Злые слова. Кто их говорит?!
Не я. Алина Вишневская не может быть такой стервой. Не может быть дрянью. А вот раненая в самое сердце женщина — может.
Будущая мать, защищающая свою тайну, умеет защищать себя.
У меня перед глазами мелькают кадры возможного развития событий и осознание насколько опасен мужчина накрывает.
Именно сейчас. Я понимаю, что миллиардер может уничтожить меня. Отнять самое ценное. Кто я? Кто он.
Узнает, что под сердцем ношу его ребенка — отнимет. Он с самого начала думал, что я охотница. Что ж. не буду разочаровывать.
— Даже так…
Выговаривает совсем холодно. Но глаза…
Боже.
В его глазах вспыхивает что-то темное. Злое. Бешенное. Прожигающее.
А у меня где-то внутри настоящая Алина просит прекратить. Остановится. Она любит этого холодного мужчину.
Глупая. Лекс не умеет любить. Для него первостепенен бизнес. Там сердца нет. Души тоже.
О какой милости речь?! О каком сострадании?!
Он отнимет моего малыша, или запрет меня где-нибудь в одной из своих резиденций и будет приходить, брать, погружать в сладостный ад, чтобы на утро вернуться к своей “жене”, в мир лоска и богатства.
Это не для меня. Это не про меня. Сердце не купишь. Любовь не продашь.
Очередная мысль и вовсе чуть не отправляет в обморок.
А что, если он заберет моего ребенка и будет воспитывать со своей “женой”?!
Что я знаю о нем?
Ничего.
Только любовь. Моя любовь. К монстру. Угораздило же дуреху.
— Я хочу вернутся к своему жениху.
Выдаю спокойно. Между нами, расстояние в шаг, я все еще цепляюсь за кладку пальцами, кажется, если отцеплюсь от стены. Упаду. Не выдержу. Сломаюсь.
— Хочешь вернуться. К. Своему. Жениху?! — повторяет зло и ударяет по стене рукой. Выше моей головы.
Вздрагиваю. Но не отвожу взгляда. Не навредит. Чувствую это на каком-то сакральном уровне. Такие, как он играют в мужские игры. Высокие ставки. Достойные соперники. Глупые девочки просто идут в расход.
Прикрывает на миг широкие веки, а я смотрю, как у него скулы белеют. Кожа натягивается. Но когда, он открывает глаза, удар уже получаю я.
Лекс рассматривает меня. Уже совсем другой взгляд. Ироничный. Ледяной. Чувства больше не живут в его глазах.
В меня летит плевком:
— Значит, такая же…
Больно. Нестерпимо. Не плачу. Не сейчас. Потом… потом я умоюсь горючими слезами, а сейчас я должна быть сильной. Ради себя. Ради малыша, которого ношу под сердцем.

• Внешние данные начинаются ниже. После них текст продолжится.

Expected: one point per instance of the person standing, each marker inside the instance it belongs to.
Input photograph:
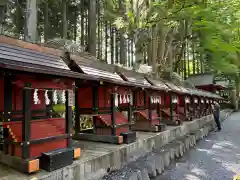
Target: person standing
(216, 114)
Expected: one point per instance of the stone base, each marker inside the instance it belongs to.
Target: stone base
(154, 151)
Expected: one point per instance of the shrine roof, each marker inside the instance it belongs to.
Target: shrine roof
(207, 79)
(133, 77)
(174, 87)
(19, 55)
(158, 83)
(91, 66)
(201, 79)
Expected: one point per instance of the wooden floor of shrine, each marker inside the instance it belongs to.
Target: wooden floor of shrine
(90, 151)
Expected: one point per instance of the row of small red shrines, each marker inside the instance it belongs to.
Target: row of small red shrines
(119, 103)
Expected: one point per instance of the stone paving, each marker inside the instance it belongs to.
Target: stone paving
(217, 157)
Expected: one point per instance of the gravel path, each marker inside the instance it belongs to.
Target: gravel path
(215, 158)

Отходит, застегивает пиджак. Оказывается, я успела расстегнуть пуговицу.
— Ну что же, Алина. — Светский тон. Равнодушный. отстраненный — Счастливой семейной жизни с деканом. Так и быть. Пусть живет. Считай, это плата за ту ночь.
Интересно каково это, когда ножом бьют прямо в сердце и проворачивают рукоять?!
Если бы не стояла. Не выдержала бы.
— И тебе, Лекс, — едва размыкаю опухшие от его поцелуев губы и почти шепчу:
Секунда. Глаза в глаза. Между нами пропасть. Бездна. Стоим на краю. Не докричаться.
Кивает своим мыслям. Собранный. Такой же, как минутами раньше в ресторане. Неприступный. Разворачивается. Чеканит шаг. Уходит.
А я смотрю ему в след и сердце словно продолжают дробить бульдозером, чтобы ни крупинки не осталось, которая не пульсирует от боли.
Мой мужчина. Нет. Не мой. Чужой. Никогда моим не был…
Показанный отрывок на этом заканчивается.